I've played around with all sorts of apply (and derivatives of apply) and in
various different setups so I think I'm close but I feel like I'm chasing my
tail here! 

--
View this message in context: http://r.789695.n4.nabble.com/correlations-between-columns-for-each-row-tp4039193p4073208.html
Sent from the R help mailing list archive at Nabble.com.
#
Hi Rob,

Here is one approach:


## define a function that does the calculations
## (the covariance of two vectors divided by the square root of
## the products of their variances is just a correlation)
rF <- function(x, a, b) cor(x[a], x[b], use = "complete.obs")

set.seed(1)
bigdata <- matrix(rnorm(271 * 13890), ncol = 271)

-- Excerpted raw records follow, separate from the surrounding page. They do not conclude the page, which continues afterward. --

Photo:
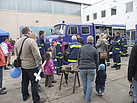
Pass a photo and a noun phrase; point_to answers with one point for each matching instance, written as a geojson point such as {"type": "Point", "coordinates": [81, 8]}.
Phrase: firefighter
{"type": "Point", "coordinates": [42, 48]}
{"type": "Point", "coordinates": [117, 51]}
{"type": "Point", "coordinates": [124, 45]}
{"type": "Point", "coordinates": [72, 52]}
{"type": "Point", "coordinates": [59, 54]}
{"type": "Point", "coordinates": [108, 58]}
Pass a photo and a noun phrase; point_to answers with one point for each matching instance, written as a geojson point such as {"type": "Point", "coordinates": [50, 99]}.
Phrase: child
{"type": "Point", "coordinates": [48, 70]}
{"type": "Point", "coordinates": [53, 60]}
{"type": "Point", "coordinates": [100, 80]}
{"type": "Point", "coordinates": [59, 54]}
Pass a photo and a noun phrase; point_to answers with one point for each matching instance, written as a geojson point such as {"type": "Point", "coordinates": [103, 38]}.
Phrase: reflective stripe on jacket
{"type": "Point", "coordinates": [72, 51]}
{"type": "Point", "coordinates": [117, 44]}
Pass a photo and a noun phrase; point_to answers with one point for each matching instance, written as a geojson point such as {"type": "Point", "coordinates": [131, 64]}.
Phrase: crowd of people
{"type": "Point", "coordinates": [90, 61]}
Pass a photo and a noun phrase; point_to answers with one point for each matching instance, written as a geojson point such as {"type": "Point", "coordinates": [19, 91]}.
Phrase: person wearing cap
{"type": "Point", "coordinates": [100, 80]}
{"type": "Point", "coordinates": [30, 62]}
{"type": "Point", "coordinates": [88, 61]}
{"type": "Point", "coordinates": [59, 54]}
{"type": "Point", "coordinates": [72, 52]}
{"type": "Point", "coordinates": [124, 46]}
{"type": "Point", "coordinates": [80, 39]}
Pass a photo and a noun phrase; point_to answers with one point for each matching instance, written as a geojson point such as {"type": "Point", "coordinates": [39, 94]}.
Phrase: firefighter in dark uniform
{"type": "Point", "coordinates": [117, 51]}
{"type": "Point", "coordinates": [80, 40]}
{"type": "Point", "coordinates": [108, 58]}
{"type": "Point", "coordinates": [72, 52]}
{"type": "Point", "coordinates": [124, 45]}
{"type": "Point", "coordinates": [42, 47]}
{"type": "Point", "coordinates": [59, 54]}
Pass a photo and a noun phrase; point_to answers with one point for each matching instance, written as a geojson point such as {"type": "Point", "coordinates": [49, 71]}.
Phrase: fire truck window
{"type": "Point", "coordinates": [85, 30]}
{"type": "Point", "coordinates": [72, 30]}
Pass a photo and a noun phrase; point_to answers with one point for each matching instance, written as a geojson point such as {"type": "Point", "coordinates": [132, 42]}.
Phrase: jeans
{"type": "Point", "coordinates": [52, 79]}
{"type": "Point", "coordinates": [87, 77]}
{"type": "Point", "coordinates": [135, 89]}
{"type": "Point", "coordinates": [59, 65]}
{"type": "Point", "coordinates": [28, 74]}
{"type": "Point", "coordinates": [1, 76]}
{"type": "Point", "coordinates": [6, 61]}
{"type": "Point", "coordinates": [100, 87]}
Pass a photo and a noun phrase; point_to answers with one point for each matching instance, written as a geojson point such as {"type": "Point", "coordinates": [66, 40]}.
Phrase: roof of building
{"type": "Point", "coordinates": [69, 1]}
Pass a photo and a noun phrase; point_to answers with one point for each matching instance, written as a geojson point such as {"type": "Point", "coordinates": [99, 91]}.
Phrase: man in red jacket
{"type": "Point", "coordinates": [2, 63]}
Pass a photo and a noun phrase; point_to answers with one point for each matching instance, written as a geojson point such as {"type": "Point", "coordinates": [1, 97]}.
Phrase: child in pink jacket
{"type": "Point", "coordinates": [48, 70]}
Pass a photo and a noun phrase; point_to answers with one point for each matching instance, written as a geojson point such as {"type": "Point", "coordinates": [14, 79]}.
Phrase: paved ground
{"type": "Point", "coordinates": [117, 89]}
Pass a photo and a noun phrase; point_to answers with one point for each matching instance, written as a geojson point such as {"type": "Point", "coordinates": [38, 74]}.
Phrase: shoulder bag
{"type": "Point", "coordinates": [17, 61]}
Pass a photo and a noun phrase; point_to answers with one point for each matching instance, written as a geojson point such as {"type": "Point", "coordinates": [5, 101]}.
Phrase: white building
{"type": "Point", "coordinates": [113, 12]}
{"type": "Point", "coordinates": [17, 13]}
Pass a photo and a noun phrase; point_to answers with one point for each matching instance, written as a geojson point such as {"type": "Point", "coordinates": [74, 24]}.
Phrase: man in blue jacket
{"type": "Point", "coordinates": [117, 51]}
{"type": "Point", "coordinates": [72, 52]}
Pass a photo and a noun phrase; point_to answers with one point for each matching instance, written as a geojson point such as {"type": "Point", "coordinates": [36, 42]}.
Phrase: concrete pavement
{"type": "Point", "coordinates": [117, 88]}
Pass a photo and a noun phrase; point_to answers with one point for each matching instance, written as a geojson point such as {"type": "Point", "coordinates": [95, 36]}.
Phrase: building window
{"type": "Point", "coordinates": [87, 17]}
{"type": "Point", "coordinates": [94, 16]}
{"type": "Point", "coordinates": [103, 13]}
{"type": "Point", "coordinates": [113, 11]}
{"type": "Point", "coordinates": [129, 6]}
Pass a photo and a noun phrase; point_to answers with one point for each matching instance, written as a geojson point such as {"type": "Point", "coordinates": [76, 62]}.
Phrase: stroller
{"type": "Point", "coordinates": [131, 93]}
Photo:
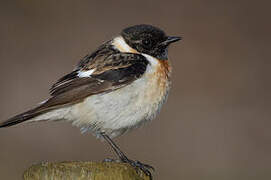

results <- apply(bigdata, 1, FUN = rF, a = 174:213, b = 214:253)

## combine
bigdata <- cbind(bigdata, iecorr = results)

Hope this helps,

Josh

On Tue, Nov 15, 2011 at 8:42 AM, robgriffin247
<robgriffin247 at hotmail.com> wrote:

  
    
#
Error in cor(x[a], x[b], use = "complete.obs") : 'x' must be numeric

This is strange, it works on your example (and you've understood what I'm 
trying to do perfectly), but then when I use it on the original data it 
comes up with the error above
I've checked str() and the columns are all numeric

???

-----Original Message----- 
From: Joshua Wiley
Sent: Tuesday, November 15, 2011 7:14 PM
To: robgriffin247
Cc: r-help at r-project.org
Subject: Re: [R] correlations between columns for each row

Hi Rob,

Here is one approach:


## define a function that does the calculations
## (the covariance of two vectors divided by the square root of
## the products of their variances is just a correlation)
rF <- function(x, a, b) cor(x[a], x[b], use = "complete.obs")

set.seed(1)
bigdata <- matrix(rnorm(271 * 13890), ncol = 271)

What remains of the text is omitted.